Saturday, December 19, 2009


An aimless fight
By Kuldip Nayar
Friday, 02 Oct, 2009
When the police increEven after 62 years of independence, democratic India is in the midst of at least five internal mini-wars. The main ones in Nagaland and Kashmir have been there since the dawn of freedom.

The armed struggle by the extreme left Naxalites (Maoists) and the secession movement of the United Liberation Front of Assam (Ulfa) are three decades’ old. The trouble in the northeast, particularly in Manipur, goes back to the 1980s.

While these wars may not threaten the country’s integrity, they are nevertheless a drain on India’s economy. Their worst fallout is the lessening of liberalism which is India’s proud possession.

When the police increases manifold, the question is: does the increase reflect a failure of political will or a helpless dependence on force? In the land of Mahatma Gandhi, this point is indeed relevant because people all over the world are watching how the country is measuring up to moral standards while dealing with uprisings.

Whatever the why or how of mini-wars it is clear that the problems have been allowed to pile up, with the expectation that the passage of time would solve them. Yet today when these challenges pose a danger, the sword is being unsheathed to tackle them. The government knows no other way.

The Manmohan Singh regime may have inherited these problems. But the Congress which has ruled the country for more than five decades is most to blame for allowing different situations to prevail because the party has been opting for the status quo. What is required is vision and sagacity over brute force and a sense of self-righteousness.

Unfortunately, New Delhi has come to believe that power alone can solve all prickly problems. The result is that the administration in the country has developed authoritarian methods. More and more policemen are being recruited and even action by the commando force is being contemplated. Stringent laws are being added to an armoury of harsh measures. There is less hesitation to use even the military.

It is an aimless fight since the genesis of problems has not been understood. Top army officials have told the government many a time that the solution is political, not military. Yet the government continues to follow the same old formula of force and more force. The government has to have a different, more humane approach.

This does not suggest that those who indulge in violence or organise a rebellion against the state should go unpunished. In fact, the atrocities committed by them are unpardonable. But these elements should not force us, wittingly or unwittingly, to create conditions which restrict the space an ordinary person occupies or violate the spirit of the constitution.

Both the security forces and the so-called liberators are reducing India to a banana republic. People are picked up on suspicion or killed in false encounters. The government resents interference when human rights activists or intellectuals take up a case.

When there is a proliferation of policemen to serve the whims of rulers and when the administration itself comes to believe that force would solve the problem, excesses are natural.

This is precisely what happened during the emergency (1975-77). The police became an instrument of tyranny and carried out orders which were illegal, unconstitutional and inhuman. Yet none of the perpetrators was punished. Today the rulers and security forces are behaving in the same way as if they are not accountable. At that time we lost the sensitivity to differentiate between right and wrong and, today, between the moral and immoral.

The state has powers to declare a place a ‘disturbed area’. By doing so, the government gives untrammelled powers to the security forces. They become a law unto themselves and bring ‘order’ according to their own methods.

How one of the mini-wars involving the Maoists is sought to be fought was detailed by Home Minister P. Chidambaram before the Editors’ Guild India a few days ago. The Maoists reportedly control some 2,000 police stations out of 14,000 in the country and there are many districts where the government’s writ does not run.
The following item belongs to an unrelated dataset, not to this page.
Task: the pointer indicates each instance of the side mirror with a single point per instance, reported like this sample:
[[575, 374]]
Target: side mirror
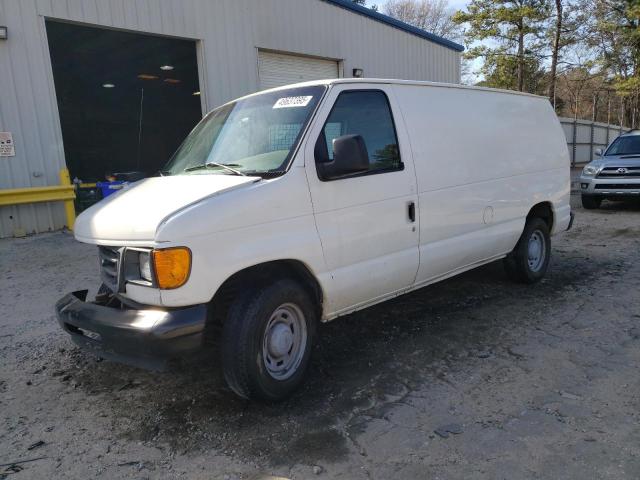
[[349, 156]]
If development is the way to stop the Maoists’ appeal to the people in backward areas, Chidambaram explained, the territory had to be taken back to enable the government to build roads, schools and health centres.

No NGO or intellectual is opposed to the government taking police action to retrieve the territory under the Maoists. There cannot be a state within a state. Yet one would like to know why the government did not make development efforts when the territory was under it. The Maoists’ sway is the consequence, not the cause. Lately, sympathy and support extended to the Maoists have lessened because they are killing the innocent.

Chidambaram’s presentation would have carried more weight if he had listed the steps his ministry had taken to ease the rigours of preventive and other laws. The Armed Forces (Preventive) Act which has given the security forces the authority to shoot a person on mere suspicion is too arbitrary and should be amended forthwith. The ministry would win laurels if it were to bring about legislation to make it obligatory to have a judicial inquiry after every ‘fake’ encounter.

If the report that the government may strafe the Maoists’ stranglehold by the planes is correct, it would be the height of folly. The entire population in the area would be alienated. Pakistan resorted to bombardment in certain areas of its territory. It only stoked the fires of revolt. Violence is bad per se. It does not provide any solution. What really matters is the people’s support won through the ballot box.

The writer is a leading journalist based in Delhi.